0
votes

I am trying to use valgrind to find leaks from an objective-c program running on Ubuntu with GNUstep.

However, even the following simple code causes valgrind to throw lots of memory leaks (mostly from NSZoneMalloc).

#import <Foundation/Foundation.h>

int main()
{
    NSAutoreleasePool *pool = [[NSAutoreleasePool alloc] init];

    [pool drain];

    return 0;
}

After googling a bit about this, I did find that these leaks are expected: http://lists.gnu.org/archive/html/gnustep-dev/2004-08/msg00063.html

Has anyone had experience using valgrind with GNUStep? Would be great if someone can share some experience on how to suppress these kind of errors from valgrind.
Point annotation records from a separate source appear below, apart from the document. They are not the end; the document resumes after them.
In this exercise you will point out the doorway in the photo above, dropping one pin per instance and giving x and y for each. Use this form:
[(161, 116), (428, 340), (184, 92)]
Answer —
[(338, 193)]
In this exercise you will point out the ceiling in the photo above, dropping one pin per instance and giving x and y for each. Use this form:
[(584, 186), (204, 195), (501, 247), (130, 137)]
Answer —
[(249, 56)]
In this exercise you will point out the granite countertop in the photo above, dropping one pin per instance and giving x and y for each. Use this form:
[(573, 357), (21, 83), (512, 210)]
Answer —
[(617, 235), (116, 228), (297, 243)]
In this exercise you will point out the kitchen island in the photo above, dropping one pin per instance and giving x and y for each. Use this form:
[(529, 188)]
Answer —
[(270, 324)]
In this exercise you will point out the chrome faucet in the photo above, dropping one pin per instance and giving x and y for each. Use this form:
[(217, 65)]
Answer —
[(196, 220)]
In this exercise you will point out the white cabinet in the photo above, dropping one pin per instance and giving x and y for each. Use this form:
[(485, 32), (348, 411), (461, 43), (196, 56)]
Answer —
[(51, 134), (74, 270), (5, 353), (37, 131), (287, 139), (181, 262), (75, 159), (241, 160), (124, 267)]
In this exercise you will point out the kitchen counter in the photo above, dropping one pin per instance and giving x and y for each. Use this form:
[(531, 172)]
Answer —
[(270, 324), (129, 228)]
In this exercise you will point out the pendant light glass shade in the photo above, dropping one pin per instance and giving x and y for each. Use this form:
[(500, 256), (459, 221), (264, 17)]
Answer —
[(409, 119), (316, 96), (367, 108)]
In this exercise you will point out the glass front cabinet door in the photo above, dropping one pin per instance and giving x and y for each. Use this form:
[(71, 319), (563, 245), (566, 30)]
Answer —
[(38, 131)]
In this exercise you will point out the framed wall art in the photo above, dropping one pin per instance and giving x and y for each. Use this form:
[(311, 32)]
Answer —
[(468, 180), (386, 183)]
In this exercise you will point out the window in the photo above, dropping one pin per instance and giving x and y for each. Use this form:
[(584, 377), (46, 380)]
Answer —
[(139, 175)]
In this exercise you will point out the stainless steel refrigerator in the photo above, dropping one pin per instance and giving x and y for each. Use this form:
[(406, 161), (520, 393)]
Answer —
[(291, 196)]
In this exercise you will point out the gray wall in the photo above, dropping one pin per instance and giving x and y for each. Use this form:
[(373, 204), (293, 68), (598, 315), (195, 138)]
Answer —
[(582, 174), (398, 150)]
So the "real" leaks can be clearly detected.

1
well you have only created one object and return immediately... how many leaks can you have?Grady Player
definitely lost: 1,889 bytes in 150 blocksbohanl
I am seeing this message repeatedly: 8 bytes in 1 blocks are definitely lost in loss record 115 of 1,224 ==4714== at 0x402BE68: malloc (in /usr/lib/valgrind/vgpreload_memcheck-x86-linux.so) ==4714== by 0x44BFCEA: objc_malloc (in /usr/lib/i386-linux-gnu/libobjc.so.3.0.0)bohanl
Looks like there is no way to suppress because the leaks are from libobjc.so.3.0.0. If this is suppressed, all will be suppressed.bohanl

1 Answers

0
votes

well you can try a different runtime... (apple vs gnustep) or fix it yourself or similar... or if it is only one leak that always happens you can just ignore that one. and pay attention to others... In apple land we rely on clang's static analysis which should show no problem with memory management in your example.